In what was formerly an Edwardian railway station, a man manoeuvres a huge length of tubing, like a giant didgeridoo, and positions it in front of the audience. To one side, an ondes martenot player begins drawing fragile sounds from her instrument as other performers start to sort through drop-cloths and pieces of scenery strewn across the performance area. Meanwhile a network of pulses – metallic, industrial sounds – starts to build around them. As if by stealth, Heiner Goebbels’ latest work, Everything That Happened and Would Happen, gets under way.
Over the last quarter century, Goebbels has worked at the boundaries of several art forms. He made his name internationally with pieces that blurred the distinction between concert music and music theatre, but increasingly his richly allusive mixtures of sounds, texts and visuals have moved in the direction of performance art and installations; his last new work to be seen in the UK, Stifters Dinge, did not involve any live performers at all.
So Everything That Happened, co-commissioned by 14-18-NOW to mark the centenary of the end of the first world war, and presented by Artangel and the Manchester international festival, is described as “part-performance, part-construction site”. What happens in it tends to happen rather slowly, over more than two-and-a-half hours, without a break. The performers, a multicultural group of dancers and actors, manipulate objects around the cavernous space, sometimes erecting sheets on to which recent video from Euronews No Comment broadcasts are projected – there are images of the devastation caused by the Sulawesi tsunami, pro-animal rights demonstrations in London and Athens, rockets being launched in California and Kazakhstan and so on.

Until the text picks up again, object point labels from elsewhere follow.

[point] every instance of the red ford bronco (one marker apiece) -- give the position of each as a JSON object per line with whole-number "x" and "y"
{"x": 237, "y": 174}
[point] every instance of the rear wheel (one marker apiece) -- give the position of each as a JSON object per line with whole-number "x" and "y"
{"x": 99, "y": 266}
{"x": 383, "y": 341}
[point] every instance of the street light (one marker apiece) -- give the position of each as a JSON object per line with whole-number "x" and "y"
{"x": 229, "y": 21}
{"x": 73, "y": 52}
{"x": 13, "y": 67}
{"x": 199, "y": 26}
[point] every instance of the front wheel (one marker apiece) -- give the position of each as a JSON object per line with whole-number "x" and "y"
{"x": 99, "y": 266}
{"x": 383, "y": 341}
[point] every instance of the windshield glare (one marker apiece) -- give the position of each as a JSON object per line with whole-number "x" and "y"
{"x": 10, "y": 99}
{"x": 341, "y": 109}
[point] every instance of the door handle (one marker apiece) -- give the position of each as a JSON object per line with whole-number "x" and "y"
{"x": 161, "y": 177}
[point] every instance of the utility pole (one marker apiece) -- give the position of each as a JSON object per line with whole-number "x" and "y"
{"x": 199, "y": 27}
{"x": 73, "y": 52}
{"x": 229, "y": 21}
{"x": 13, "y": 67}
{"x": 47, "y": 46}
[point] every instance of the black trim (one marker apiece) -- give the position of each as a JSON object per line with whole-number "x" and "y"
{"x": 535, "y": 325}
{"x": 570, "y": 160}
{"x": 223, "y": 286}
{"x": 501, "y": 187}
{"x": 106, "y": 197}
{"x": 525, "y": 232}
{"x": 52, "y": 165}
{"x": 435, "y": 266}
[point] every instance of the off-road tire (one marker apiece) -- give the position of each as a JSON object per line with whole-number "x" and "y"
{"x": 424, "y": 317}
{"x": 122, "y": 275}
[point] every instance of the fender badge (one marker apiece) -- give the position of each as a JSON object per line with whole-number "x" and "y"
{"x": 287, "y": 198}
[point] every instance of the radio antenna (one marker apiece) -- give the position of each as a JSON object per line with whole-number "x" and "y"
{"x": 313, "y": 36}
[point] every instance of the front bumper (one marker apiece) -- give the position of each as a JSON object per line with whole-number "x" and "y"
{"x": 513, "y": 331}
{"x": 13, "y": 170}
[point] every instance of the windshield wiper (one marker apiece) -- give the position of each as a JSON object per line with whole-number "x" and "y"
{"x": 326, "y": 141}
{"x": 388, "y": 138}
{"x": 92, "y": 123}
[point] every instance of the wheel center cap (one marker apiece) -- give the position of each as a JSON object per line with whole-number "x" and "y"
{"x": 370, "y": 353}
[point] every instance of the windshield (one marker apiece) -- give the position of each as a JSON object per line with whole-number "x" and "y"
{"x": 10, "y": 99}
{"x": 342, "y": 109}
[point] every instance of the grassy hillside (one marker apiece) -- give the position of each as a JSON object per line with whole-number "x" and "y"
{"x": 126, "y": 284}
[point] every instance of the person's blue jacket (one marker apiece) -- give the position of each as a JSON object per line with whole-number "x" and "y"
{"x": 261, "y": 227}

The Euronews clips are one of Goebbels’ sources, but the main inspiration for this highly elliptical take on the 20th-century history of Europe was Patrik Ouřednik’s novel Europeana, subtitled “A Brief History of the Twentieth Century”, a deconstructed collection of anecdotes and unlikely social and political juxtapositions. Extracts from Ouřednik’s book are read by the cast in some of the languages into which it has been translated, or unfurled on a screen. Meanwhile, Goebbel’s own staging for the 2012 Ruhrtriennale of John Cage’s Europeras 1 & 2, which reworks 200 years of the history of opera, was recycled to provide the elements of the “set”, but suggested another way of dealing with the swirling complexities of Europe in the last century.
Despite all this, it’s a slow moving, over-extended piece, with little of the allusive richness of Goebbels’ finest work. It’s presented immaculately, with impressive technological finesse, pin-point choreography, and ravishingly subtle lighting. Playing without scores, the four musicians – percussionist, saxophonist and electric bass player as well as the ondes – prove a backdrop that’s generally more sound continuum than music, though occasionally something more identifiable does crystallise out – at one point the ondes player unfurls a melody that Messiaen wrote for the instrument in the 1930s. But that’s a strangely isolated moment, something to connect with in what otherwise seems a rather hermetic and unconvincing evening. At its best, Goebbels’ work can be thrillingly unexpected and uniquely original; here it seems just indulgent and over-long.